Councilmember Larry Scott said he’s looking at what Burleson citizens need to be safe and what the police department needs to do its job to keep citizens safe for the next 20 years because “the citizens deserve a 20-year plan.” Scott pointed to individual crime statistics increasing as Burleson’s population has increased.
“What we don’t want to do is reduce the capacity of this building, reduce the capacity of the money and have to go back two or three times in the next 15 years for a new G.O. bond,” Scott said. “That, to me, is not fair to the citizens either.”
Councilmember Adam Russell would be willing to spend more than the $36 million voter-approved general-obligation bond to build a 20-year building opposed to an eight-year building, which he thinks is a waste of money, Russell said.
“I carry the responsibility of spending tax dollars very seriously, and I don’t want to seem like I’m not being responsible when everyday people have to make cuts,” Victoria Johnson said.
The council also voted to table Old Texas Brewing Company’s proposed Right-of-Way agreement for its patio on parking spaces in front of the restaurant.
The proposed agreement includes improvements to the patio area that Burleson Economic Development encouraged Old Texas Brewing Company to build in 2013 to enhance Old Town and the restaurant, Old Texas Brewing Company founder Rick Hazen said.
“We’re just looking to kind of modernize a little bit because we’ve got now to keep up with the Joneses a little bit across the plaza from us,” Hazen said. He added that the restaurants’s competitors received tax abatements from Burleson.
“I mean with all of the new businesses coming into town, we’re just asking for a chance to compete and stay relevant and stay up to date so that we fit in with the aesthetics that Old Town is trying to achieve,” Jamie Collier, Old Texas Brewing Company general manager, said.

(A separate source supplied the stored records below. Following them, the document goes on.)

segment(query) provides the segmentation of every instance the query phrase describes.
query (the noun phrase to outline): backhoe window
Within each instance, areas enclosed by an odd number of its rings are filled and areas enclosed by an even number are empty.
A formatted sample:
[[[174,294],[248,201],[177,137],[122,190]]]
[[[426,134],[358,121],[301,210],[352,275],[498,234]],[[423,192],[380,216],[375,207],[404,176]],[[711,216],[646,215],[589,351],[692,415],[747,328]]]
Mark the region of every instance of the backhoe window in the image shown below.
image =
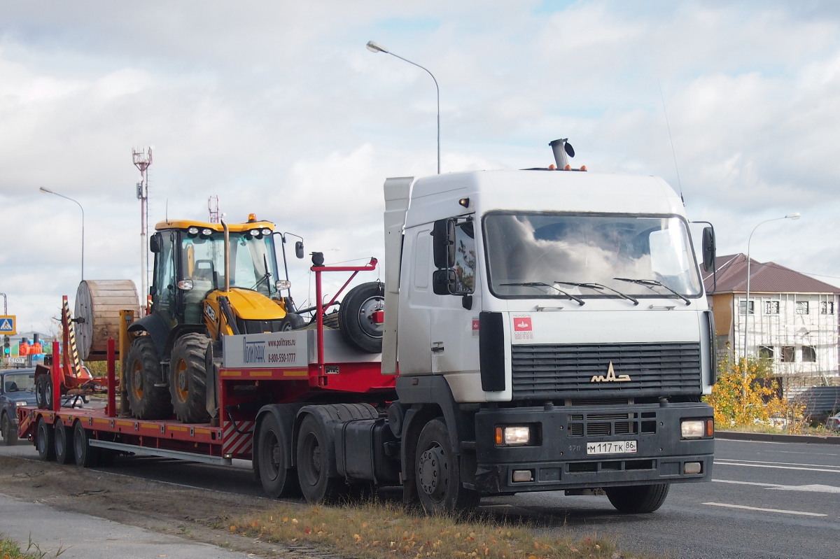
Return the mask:
[[[678,217],[492,212],[484,228],[491,289],[500,297],[701,292],[685,222]]]
[[[224,233],[209,237],[183,233],[181,243],[184,279],[202,291],[224,289]],[[274,238],[230,233],[230,287],[254,290],[267,297],[276,295],[277,278]]]

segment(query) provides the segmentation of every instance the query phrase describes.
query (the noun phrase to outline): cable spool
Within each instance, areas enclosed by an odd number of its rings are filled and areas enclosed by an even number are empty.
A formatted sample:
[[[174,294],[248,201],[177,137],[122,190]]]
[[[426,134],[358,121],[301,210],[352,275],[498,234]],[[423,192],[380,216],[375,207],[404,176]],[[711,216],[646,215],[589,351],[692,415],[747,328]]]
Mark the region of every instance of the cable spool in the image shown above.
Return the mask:
[[[84,280],[76,290],[73,330],[79,357],[104,361],[108,340],[119,339],[119,311],[134,311],[140,317],[137,287],[131,280]]]

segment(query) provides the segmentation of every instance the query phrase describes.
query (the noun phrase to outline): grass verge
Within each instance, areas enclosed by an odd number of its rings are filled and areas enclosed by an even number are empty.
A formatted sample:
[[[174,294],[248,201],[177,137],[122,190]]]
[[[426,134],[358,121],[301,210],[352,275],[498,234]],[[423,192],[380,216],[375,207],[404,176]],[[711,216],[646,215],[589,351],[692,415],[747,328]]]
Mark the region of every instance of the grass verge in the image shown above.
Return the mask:
[[[393,503],[296,507],[233,519],[232,533],[261,541],[307,546],[325,553],[364,559],[490,557],[629,559],[616,543],[593,534],[582,540],[539,535],[528,525],[500,525],[476,517],[428,517]]]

Other than improving aesthetics to compete with other Old Town restaurants, the purpose of the improvements would be to increase the patio’s safety, Collier said. No one has driven into the patio area since the restaurant opened in 2013, Collier said.
Scott suggested tabling the item and bringing it back with necessary changes to reach an “endgame” after council discussed concerns.
The agreement is a “hard no” for McClendon because it’s being proposed as a deed in the county, which “essentially seeds ownership and control of the land,” he said.
“I don’t believe that we have a reason to effectively deed over property that belongs to the citizens of Burleson to a private owner,” McClendon said.
McClendon thinks Burleson and Old Texas Brewing Company succeeded in creating a nice gathering place for citizens with the current temporary agreement, but he can’t get behind making the agreement permanent, he said.
A provision in the agreement would allow Burleson to terminate the agreement at any time, Deputy City Attorney Matt Ribitzki said. The reason for recording the agreement on the real property records (the deed McClendon referred to) is to ensure any future property owners would still be bound by the agreement, Ribitzki said.
McClendon expressed concern that the structure the restaurant proposed would permanently damage the property.
“It’s not that we’re against [Old Texas Brewing Company] or against the aesthetics or the improvement,” Scott said. “It’s the damaging [of] the road.”
The fence could be removed quickly and made to look like it had never been there, according to an Xtreme Fencing representative who would be installing it.
Fletcher said he doesn’t understand why the proposed agreement is “such a big issue” and that Old Texas Brewing Company is a good business. Fletcher said he’d vote to approve the agreement, but he doesn’t think the rest of the council agrees it’s a good idea.
“We stand behind our businesses, and we’re fighting over a stupid fence,” Fletcher said.
The patio seating produces approximately 20% of the restaurant’s revenue, Collier said.
The council will meet again November 13 at 5:30 p.m. at City Hall.